- Theatrical poster
- Directed by: Paul Sarossy
- Written by: Peter Waddington Neil Cross (novel)
- Produced by: Andreas Bajohra Michael Cowan Yvonne Michael Jason Piette Bob Portal
- Starring: Andrew Howard Geraldine O'Rawe Andrew Tiernan David Calder
- Cinematography: Haris Zambarloukos
- Edited by: Eddie Hamilton
- Music by: Jennie Muskett
- Distributed by: Verve Pictures
- Release dates: 10 September 2001 (TIFF); 3 October 2003 (UK);
- Running time: 98 minutes
- Country: United Kingdom
- Language: English

= Mr In-Between =

2001 film by Paul Sarossy

Mr In-Between (also called The Killing Kind) is a 2001 British crime drama film based on the 1998 novel of the same title by English novelist Neil Cross. The film was directed by cinematographer Paul Sarossy, his only directorial role to date, and the screenplay written by Peter Waddington, who also has a small role in the film.

== Plot summary ==
In 2002, hitman Jon lives a life of relative solitude, until one day he happens upon an old friend, Andy, and is plunged into an unneeded relationship.

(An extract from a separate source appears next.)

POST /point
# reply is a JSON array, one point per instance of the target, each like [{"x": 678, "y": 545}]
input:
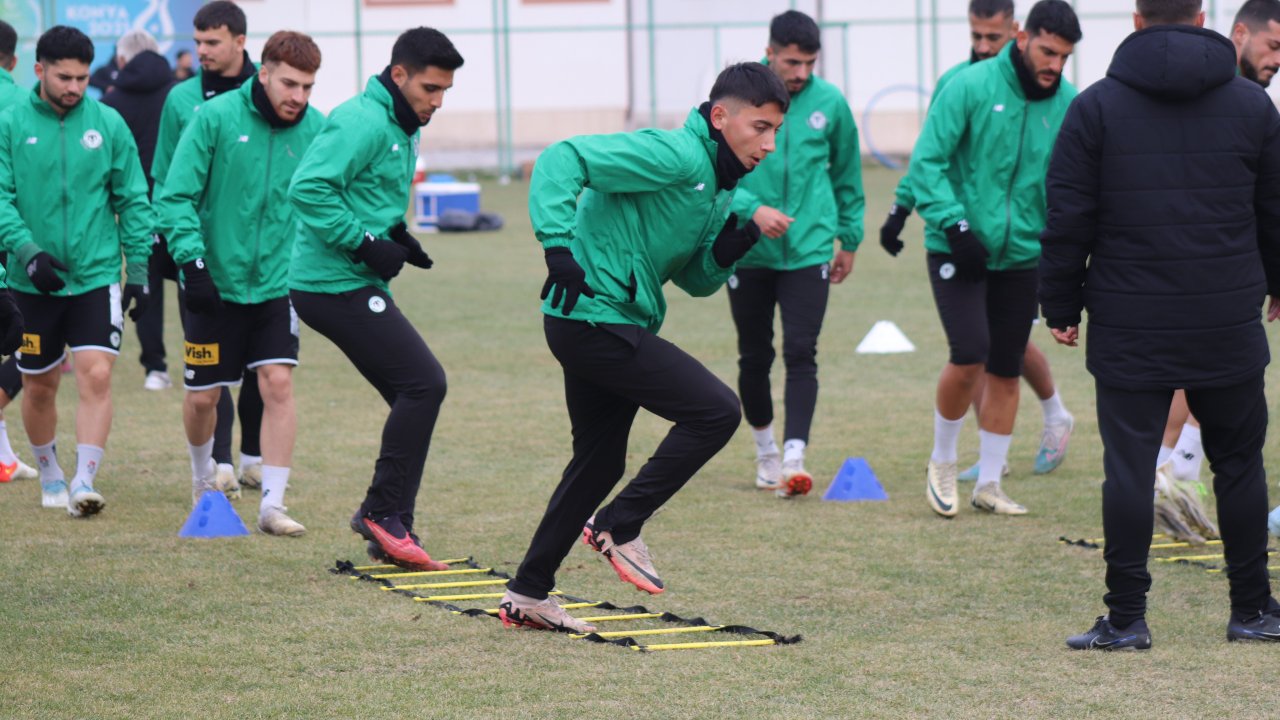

The truth slowly unravels about Jon and what he does, endangering the lives of those close to him, and Jon is faced with an ultimatum. He must make his most difficult decision ever: whether to save the woman he loves or kill her and the child.

== Cast ==

| Actor | Role |
|---|---|
| Andrew Howard | Jon |
| Geraldine O'Rawe | Cathy |
| Andrew Tiernan | Andy |
| David Calder | Tattooed Man |
| Mark Benton | Phil |
| Clive Russell | Mr Michaelmas |
| Saeed Jaffrey | Mr Basmati |
| Clint Dyer | Rickets |
| Peter Waddington | Priest |
| Gina Yashere | Dancing Woman |
| Perry Benson | Nelson |
| Al Hunter Ashton | Fat Dave |
| Brian Hibbard | Gordon |

== Production notes ==

UK film poster

- Early on, the film's producers were skeptical about the choice of Paul Sarossy, a first-time director and a Canadian in an otherwise all-British production crew, but eventually agreed he was the best man for the job.
- Sarossy, better known for his work as a cinematographer, wanted to focus on his directing and told cinematographer Haris Zambarloukos not to let him behind the camera, no matter how hard he persisted, for the duration of the shooting.
- In the original screenplay, as well as in the novel, the tattooed man's lair was a large Victorian-style manor; Sarossy wanted something more dismal, and so writer Peter Waddington revised the scenes to take place in the sewers under the streets of London.

== Reception ==
Derek Elley of Variety called it "unevenly acted and scripted". Jamie Russell of the BBC rated it 3/5 stars and called it "commendably ambitious, but only occasionally successful". Alan Morrison of Empire rated it 3/5 stars and wrote that the film becomes more pretentious as time goes on. Total Film rated it 2/5 stars and called it "intense, reflective yarn" that wallows in sadism. Time Out London called it bleak, stylistically bold, and occasionally pretentious. David Johnson of DVD Verdict called it "a refreshingly original take on the hitman-with-a-conscience gig." Glenn Erickson of DVD Talk called it "an overachieving straight-to-video feature" that treats its subject matter as more important than it is.

=== Awards ===
Mr In-Between won Best UK Feature at Raindance Film Festival. Andrew Howard won Best Actor at the Tokyo International Film Festival.